Home Da ascoltare L’île noire Fil Rouge Quintet

L’île noire Fil Rouge Quintet

L’île noire Fil Rouge Quintet. Quanto è bello il jazz? Si tratta di un genere musicale che non si può fare a meno di amare, soprattutto perché è in costante mutamento, movimento e evoluzione. Il jazz si presta facilmente a tante commistioni, e ciò lo rende un genere fresco, che si rinnova ogni volta e risulta moderno e contemporaneo anche a più di cento anni da quando ha mosso i suoi primi passi.

Ne danno una dimostrazione i Fil Rouge Quintet, che ho avuto recentemente modo di ascoltare nel loro album L’île noire. Dalla mia introduzione avrete già dedotto che si è di fronte ad una raccolta di brani che hanno come base il jazz, ma questa è una definizione che per certi versi potrebbe risultare limitante. Come dicevo qualche riga più in alto il jazz è pronto ad impreziosirsi, e questo è ciò che è stato realizzato in ogni singolo brano di L’île noire. Basta un rapido ascolto per notare tutte le numerose contaminazioni, che hanno permesso di inserire sonorità più tipicamente contemporanee, oltre ad elementi musicali che provengono direttamente da altre culture. L’île noire è a tutti gli effetti un album dal respiro e dalla vocazione internazionale.

Grafica Divina

Buona parte del merito va ovviamente alle due talentuose artiste che hanno dato origine al progetto dei Fil Rouge Quintet. Mi sto riferendo a Manuela Iori, nel doppio ruolo di compositrice e pianista, e a Maria Teresa Leonetti, sia autrice che cantante. Il loro impegno è palpabile, e hanno avuto il grande pregio di sapersi circondare di artisti preparati e di grande talento: Charles Ferris (tromba e flicorno), Ettore Bonafé (batteria e percussioni) e Michele Staino (contrabbasso).

Come dicevo sono cinque professionisti della musica, ognuno dei quali ha impresso una parte della sua anima in ogni singola traccia. Il risultato finale è notevole, e non solo per la qualità tecnica, ma anche e soprattutto per la capacità di coinvolgere, un fattore che non può essere sottovalutato.

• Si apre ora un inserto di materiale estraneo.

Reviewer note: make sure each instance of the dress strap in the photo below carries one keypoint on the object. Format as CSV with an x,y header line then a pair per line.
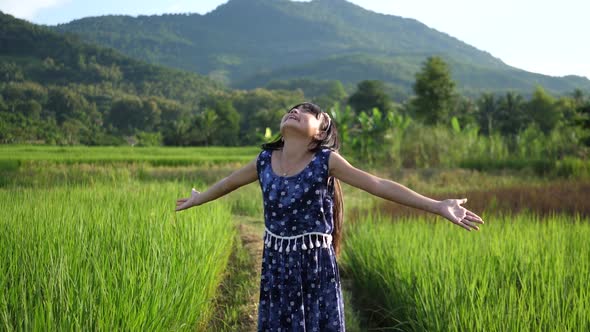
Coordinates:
x,y
269,238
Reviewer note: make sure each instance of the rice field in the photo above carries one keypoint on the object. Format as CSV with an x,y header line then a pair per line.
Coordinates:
x,y
12,156
518,273
109,257
89,241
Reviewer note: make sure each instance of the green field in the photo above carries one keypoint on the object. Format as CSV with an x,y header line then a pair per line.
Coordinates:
x,y
90,241
110,257
518,273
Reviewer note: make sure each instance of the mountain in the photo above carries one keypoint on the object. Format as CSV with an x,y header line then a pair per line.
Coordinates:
x,y
247,43
29,52
56,89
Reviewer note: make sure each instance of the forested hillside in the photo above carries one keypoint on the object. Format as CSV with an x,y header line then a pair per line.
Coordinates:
x,y
247,43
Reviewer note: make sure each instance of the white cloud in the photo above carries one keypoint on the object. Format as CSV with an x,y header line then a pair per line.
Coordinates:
x,y
27,9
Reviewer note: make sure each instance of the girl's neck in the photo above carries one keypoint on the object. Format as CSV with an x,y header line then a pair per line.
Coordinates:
x,y
295,149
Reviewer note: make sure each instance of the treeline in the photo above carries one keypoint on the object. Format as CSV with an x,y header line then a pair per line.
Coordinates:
x,y
438,127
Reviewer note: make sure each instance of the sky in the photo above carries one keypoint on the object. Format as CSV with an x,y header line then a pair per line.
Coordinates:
x,y
540,36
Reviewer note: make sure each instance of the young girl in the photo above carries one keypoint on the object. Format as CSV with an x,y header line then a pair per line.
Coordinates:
x,y
299,177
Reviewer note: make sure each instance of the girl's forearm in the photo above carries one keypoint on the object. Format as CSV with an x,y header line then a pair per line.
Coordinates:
x,y
398,193
214,192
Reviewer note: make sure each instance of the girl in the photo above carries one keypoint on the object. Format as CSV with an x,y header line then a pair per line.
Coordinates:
x,y
299,177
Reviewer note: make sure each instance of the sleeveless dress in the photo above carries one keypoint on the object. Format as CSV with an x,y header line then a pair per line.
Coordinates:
x,y
300,283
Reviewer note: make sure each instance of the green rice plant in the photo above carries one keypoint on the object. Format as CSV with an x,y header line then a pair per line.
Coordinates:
x,y
519,272
156,156
109,257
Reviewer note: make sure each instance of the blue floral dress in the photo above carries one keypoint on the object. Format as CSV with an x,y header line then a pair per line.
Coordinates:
x,y
300,283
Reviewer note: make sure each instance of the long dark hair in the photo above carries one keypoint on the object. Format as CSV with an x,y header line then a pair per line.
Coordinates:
x,y
329,139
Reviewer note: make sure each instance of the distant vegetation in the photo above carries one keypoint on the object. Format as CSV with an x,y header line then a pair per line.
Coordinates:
x,y
55,89
248,43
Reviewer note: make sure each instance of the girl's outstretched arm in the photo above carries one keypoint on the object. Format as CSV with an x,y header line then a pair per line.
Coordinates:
x,y
241,177
393,191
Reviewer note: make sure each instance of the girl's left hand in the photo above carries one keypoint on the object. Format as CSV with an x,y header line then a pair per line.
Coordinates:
x,y
458,215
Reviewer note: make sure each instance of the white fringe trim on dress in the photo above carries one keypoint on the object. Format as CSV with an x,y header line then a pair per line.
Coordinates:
x,y
269,238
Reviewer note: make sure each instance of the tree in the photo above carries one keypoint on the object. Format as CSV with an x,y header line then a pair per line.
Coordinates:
x,y
542,110
511,117
370,94
227,122
487,110
435,91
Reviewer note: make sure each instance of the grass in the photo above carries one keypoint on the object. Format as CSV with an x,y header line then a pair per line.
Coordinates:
x,y
89,241
109,257
520,272
13,156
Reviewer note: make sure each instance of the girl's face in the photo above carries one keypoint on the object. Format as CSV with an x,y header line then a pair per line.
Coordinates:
x,y
301,120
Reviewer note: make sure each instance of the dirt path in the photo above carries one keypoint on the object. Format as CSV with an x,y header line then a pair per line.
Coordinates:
x,y
250,231
238,303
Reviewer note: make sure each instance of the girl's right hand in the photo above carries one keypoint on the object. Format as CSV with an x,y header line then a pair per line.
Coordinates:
x,y
185,203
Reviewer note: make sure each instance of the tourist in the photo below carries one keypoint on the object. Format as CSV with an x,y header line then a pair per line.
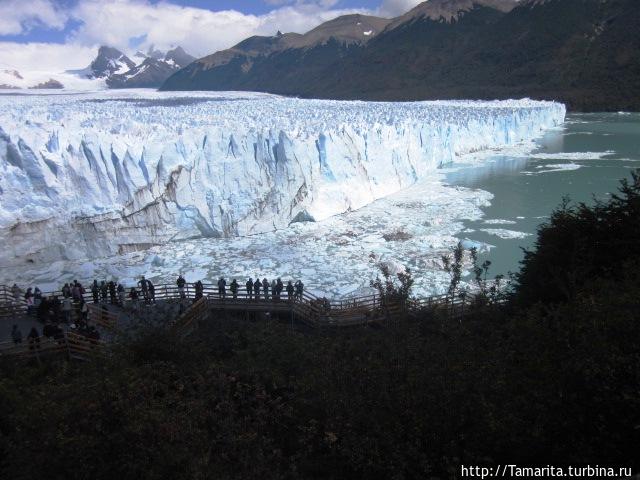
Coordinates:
x,y
234,288
29,299
48,330
122,296
249,287
256,288
34,339
279,286
152,291
103,291
133,296
37,297
181,283
95,291
222,287
15,291
199,287
66,309
16,335
42,310
112,292
84,312
56,311
144,288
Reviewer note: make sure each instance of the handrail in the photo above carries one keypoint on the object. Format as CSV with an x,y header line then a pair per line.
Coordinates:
x,y
307,305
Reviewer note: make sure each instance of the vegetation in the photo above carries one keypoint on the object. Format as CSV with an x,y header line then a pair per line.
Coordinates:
x,y
550,378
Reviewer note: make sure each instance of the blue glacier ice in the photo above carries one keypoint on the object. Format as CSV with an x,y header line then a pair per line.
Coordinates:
x,y
85,175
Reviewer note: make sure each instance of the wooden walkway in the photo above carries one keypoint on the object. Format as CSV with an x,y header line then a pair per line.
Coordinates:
x,y
306,309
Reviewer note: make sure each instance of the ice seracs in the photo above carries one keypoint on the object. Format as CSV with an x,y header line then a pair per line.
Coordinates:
x,y
90,175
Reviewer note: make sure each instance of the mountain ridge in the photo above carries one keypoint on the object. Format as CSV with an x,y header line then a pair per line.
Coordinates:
x,y
582,52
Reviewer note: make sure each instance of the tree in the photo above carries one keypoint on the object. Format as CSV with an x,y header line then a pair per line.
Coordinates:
x,y
390,290
454,268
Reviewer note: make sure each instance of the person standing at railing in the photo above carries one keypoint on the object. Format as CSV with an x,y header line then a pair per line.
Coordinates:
x,y
56,309
222,287
133,296
66,309
84,312
15,291
16,335
28,297
34,339
37,297
199,288
103,291
122,296
112,292
279,287
152,291
181,283
77,291
95,291
256,288
144,289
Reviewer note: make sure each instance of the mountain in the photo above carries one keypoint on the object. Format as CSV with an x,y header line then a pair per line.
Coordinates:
x,y
585,53
246,164
50,84
12,79
109,61
252,64
119,71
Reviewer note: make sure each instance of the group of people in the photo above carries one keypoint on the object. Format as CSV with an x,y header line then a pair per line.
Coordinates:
x,y
68,307
254,289
52,308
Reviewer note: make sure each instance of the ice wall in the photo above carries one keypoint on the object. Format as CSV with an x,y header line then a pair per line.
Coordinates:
x,y
87,175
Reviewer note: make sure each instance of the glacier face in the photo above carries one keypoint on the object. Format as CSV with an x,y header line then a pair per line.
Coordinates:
x,y
87,175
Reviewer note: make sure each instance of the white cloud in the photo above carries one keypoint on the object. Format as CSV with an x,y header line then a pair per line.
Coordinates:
x,y
164,25
394,8
19,16
45,56
199,31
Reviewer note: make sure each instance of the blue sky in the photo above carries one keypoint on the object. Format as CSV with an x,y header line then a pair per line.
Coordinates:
x,y
55,33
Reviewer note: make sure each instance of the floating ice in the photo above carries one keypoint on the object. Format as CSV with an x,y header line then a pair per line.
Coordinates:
x,y
499,221
505,234
572,155
121,171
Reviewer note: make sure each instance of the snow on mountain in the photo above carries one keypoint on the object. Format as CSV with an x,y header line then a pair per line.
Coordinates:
x,y
92,175
14,79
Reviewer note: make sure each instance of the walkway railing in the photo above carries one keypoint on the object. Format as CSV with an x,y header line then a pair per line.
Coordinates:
x,y
307,308
69,344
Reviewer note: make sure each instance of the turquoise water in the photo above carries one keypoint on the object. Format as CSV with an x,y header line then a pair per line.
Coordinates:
x,y
595,151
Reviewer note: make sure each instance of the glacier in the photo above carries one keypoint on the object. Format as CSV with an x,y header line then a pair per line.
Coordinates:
x,y
87,175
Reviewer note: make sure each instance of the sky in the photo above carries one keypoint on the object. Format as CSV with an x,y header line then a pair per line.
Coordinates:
x,y
65,34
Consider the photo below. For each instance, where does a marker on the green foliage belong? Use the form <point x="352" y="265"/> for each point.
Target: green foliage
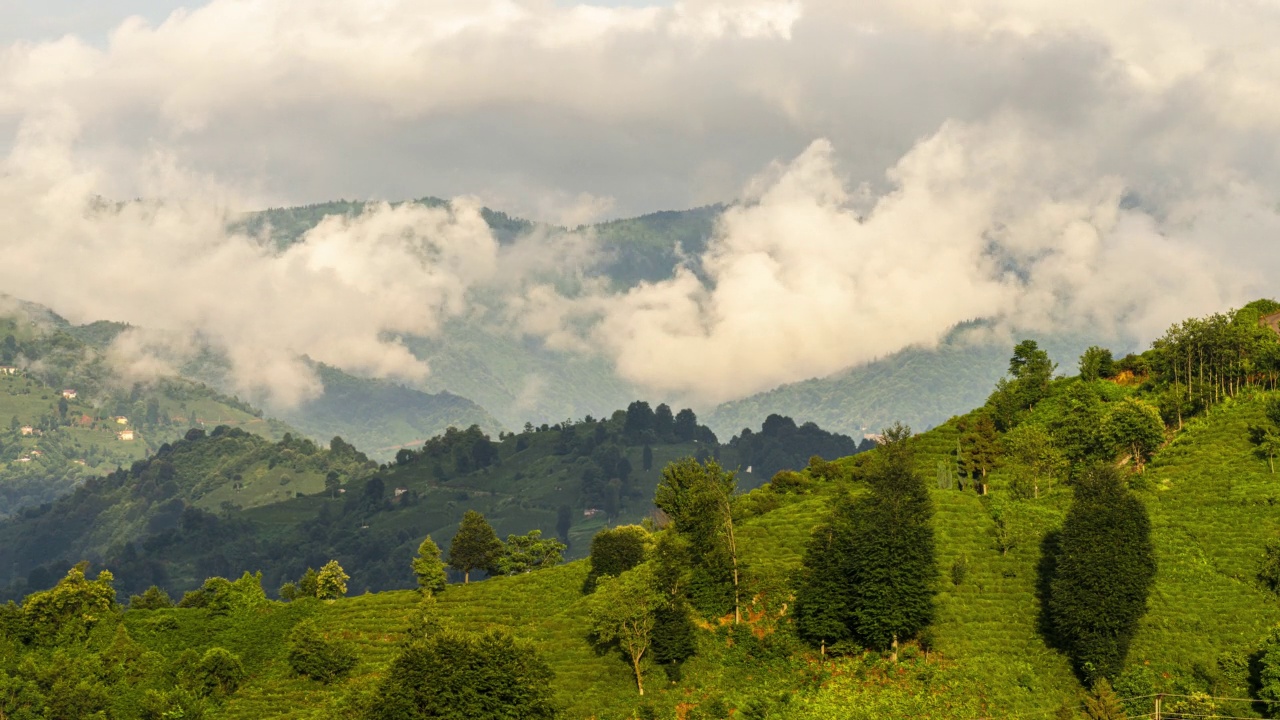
<point x="526" y="552"/>
<point x="456" y="675"/>
<point x="869" y="573"/>
<point x="1102" y="703"/>
<point x="219" y="673"/>
<point x="1269" y="673"/>
<point x="71" y="610"/>
<point x="615" y="551"/>
<point x="429" y="569"/>
<point x="475" y="546"/>
<point x="698" y="500"/>
<point x="318" y="657"/>
<point x="1033" y="459"/>
<point x="625" y="613"/>
<point x="332" y="580"/>
<point x="1133" y="427"/>
<point x="1096" y="363"/>
<point x="1104" y="573"/>
<point x="152" y="598"/>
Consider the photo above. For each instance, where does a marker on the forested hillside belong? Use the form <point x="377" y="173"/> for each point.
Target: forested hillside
<point x="1074" y="547"/>
<point x="218" y="501"/>
<point x="918" y="386"/>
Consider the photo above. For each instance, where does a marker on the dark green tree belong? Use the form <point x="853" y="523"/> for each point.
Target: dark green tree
<point x="315" y="656"/>
<point x="428" y="568"/>
<point x="615" y="551"/>
<point x="455" y="675"/>
<point x="475" y="546"/>
<point x="1096" y="363"/>
<point x="869" y="572"/>
<point x="1102" y="574"/>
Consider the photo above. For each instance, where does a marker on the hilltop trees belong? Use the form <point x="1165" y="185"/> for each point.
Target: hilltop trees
<point x="615" y="551"/>
<point x="699" y="501"/>
<point x="1104" y="570"/>
<point x="868" y="574"/>
<point x="1134" y="427"/>
<point x="428" y="568"/>
<point x="475" y="546"/>
<point x="625" y="614"/>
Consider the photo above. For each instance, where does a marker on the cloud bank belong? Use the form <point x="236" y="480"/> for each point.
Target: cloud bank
<point x="901" y="167"/>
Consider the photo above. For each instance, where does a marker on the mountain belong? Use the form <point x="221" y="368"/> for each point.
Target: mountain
<point x="211" y="502"/>
<point x="380" y="415"/>
<point x="918" y="386"/>
<point x="1201" y="643"/>
<point x="65" y="415"/>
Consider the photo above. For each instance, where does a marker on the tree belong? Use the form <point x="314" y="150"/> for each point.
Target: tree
<point x="1134" y="427"/>
<point x="615" y="551"/>
<point x="868" y="573"/>
<point x="154" y="598"/>
<point x="1096" y="363"/>
<point x="219" y="671"/>
<point x="429" y="569"/>
<point x="979" y="449"/>
<point x="1104" y="572"/>
<point x="563" y="522"/>
<point x="624" y="614"/>
<point x="332" y="582"/>
<point x="311" y="655"/>
<point x="475" y="546"/>
<point x="1033" y="458"/>
<point x="526" y="552"/>
<point x="455" y="675"/>
<point x="699" y="500"/>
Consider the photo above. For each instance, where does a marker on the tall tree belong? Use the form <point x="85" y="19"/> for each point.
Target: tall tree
<point x="475" y="546"/>
<point x="625" y="611"/>
<point x="699" y="500"/>
<point x="1102" y="574"/>
<point x="428" y="568"/>
<point x="869" y="570"/>
<point x="615" y="551"/>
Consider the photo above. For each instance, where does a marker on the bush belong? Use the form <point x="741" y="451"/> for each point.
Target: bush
<point x="311" y="655"/>
<point x="219" y="673"/>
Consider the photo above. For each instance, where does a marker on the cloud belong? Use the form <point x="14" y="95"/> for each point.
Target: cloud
<point x="1100" y="165"/>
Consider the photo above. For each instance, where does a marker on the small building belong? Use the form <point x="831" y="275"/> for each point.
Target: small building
<point x="1271" y="320"/>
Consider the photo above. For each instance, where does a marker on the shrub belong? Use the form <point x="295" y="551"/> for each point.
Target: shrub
<point x="314" y="656"/>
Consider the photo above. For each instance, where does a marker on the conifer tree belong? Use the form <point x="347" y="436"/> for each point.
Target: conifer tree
<point x="869" y="572"/>
<point x="1104" y="572"/>
<point x="429" y="569"/>
<point x="332" y="580"/>
<point x="475" y="546"/>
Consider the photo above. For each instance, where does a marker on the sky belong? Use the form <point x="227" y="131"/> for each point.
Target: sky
<point x="896" y="168"/>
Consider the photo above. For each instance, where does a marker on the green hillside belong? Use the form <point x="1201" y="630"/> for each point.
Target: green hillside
<point x="65" y="417"/>
<point x="992" y="647"/>
<point x="380" y="415"/>
<point x="918" y="386"/>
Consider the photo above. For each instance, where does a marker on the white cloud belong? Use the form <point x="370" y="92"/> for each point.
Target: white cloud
<point x="1112" y="165"/>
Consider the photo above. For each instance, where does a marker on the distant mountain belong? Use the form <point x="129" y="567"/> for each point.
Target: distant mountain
<point x="65" y="415"/>
<point x="214" y="502"/>
<point x="922" y="387"/>
<point x="382" y="415"/>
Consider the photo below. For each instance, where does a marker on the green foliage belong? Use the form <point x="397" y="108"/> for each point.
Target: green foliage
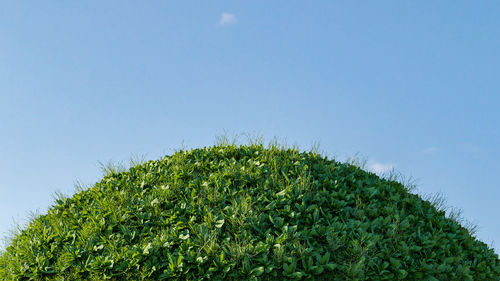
<point x="245" y="213"/>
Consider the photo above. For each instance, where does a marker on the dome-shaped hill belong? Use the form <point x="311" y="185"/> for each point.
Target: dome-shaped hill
<point x="246" y="213"/>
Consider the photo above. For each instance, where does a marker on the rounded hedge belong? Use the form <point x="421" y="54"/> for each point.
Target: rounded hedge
<point x="246" y="213"/>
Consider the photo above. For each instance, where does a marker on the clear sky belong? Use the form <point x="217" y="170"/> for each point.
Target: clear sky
<point x="409" y="85"/>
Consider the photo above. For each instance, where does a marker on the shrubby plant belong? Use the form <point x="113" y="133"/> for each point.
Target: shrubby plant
<point x="247" y="212"/>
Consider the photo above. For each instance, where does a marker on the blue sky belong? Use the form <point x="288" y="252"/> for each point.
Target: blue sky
<point x="409" y="85"/>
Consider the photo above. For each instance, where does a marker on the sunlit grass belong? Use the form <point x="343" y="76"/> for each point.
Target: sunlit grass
<point x="249" y="211"/>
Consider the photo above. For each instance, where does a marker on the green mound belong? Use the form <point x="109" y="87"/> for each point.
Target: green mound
<point x="246" y="213"/>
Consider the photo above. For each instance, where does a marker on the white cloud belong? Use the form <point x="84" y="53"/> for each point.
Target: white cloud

Il coinvolgimento è un aspetto essenziale, perché L’île noire prima di essere una raccolta di brani è un viaggio, un percorso esperienziale da vivere con grande attenzione, tenendo gli occhi chiusi e lasciando che ogni suono dia forma a una nuova dimensione. Ciò non significa che le immagini non abbiano il loro peso, anzi, potremmo dire che è vero il contrario, visto l’impegno messo nella realizzazione della copertina. Questa illustrazione ha lo scopo di iniziare a dare un’idea su cosa sia l’”isola nera” che dà il nome al titolo, ma c’è anche di più. Viviamo in un’era dove il minimalismo grafico è preponderante nel mondo della musica. I Fil Rouge Quintet decidono invece di andare in direzione opposta, una grande dimostrazione di personalità, oltre che di amore per ogni forma d’arte.

E cos’è questa isola nera? L’île noire non è altro che un porto sicuro, un punto da raggiungere nel proprio viaggio più intimo.

In questo tragitto i Fil Rouge Quintet non sono stati soli. Il sassofonista Javier Girotto ha contribuito al brano Tango Romanesco, mentre Badara Seck è presente in Les Villes Cachées. Infine c’è una reinterpretazione di Alexander Platz, un poetico e commovente omaggio al grande Franco Battiato.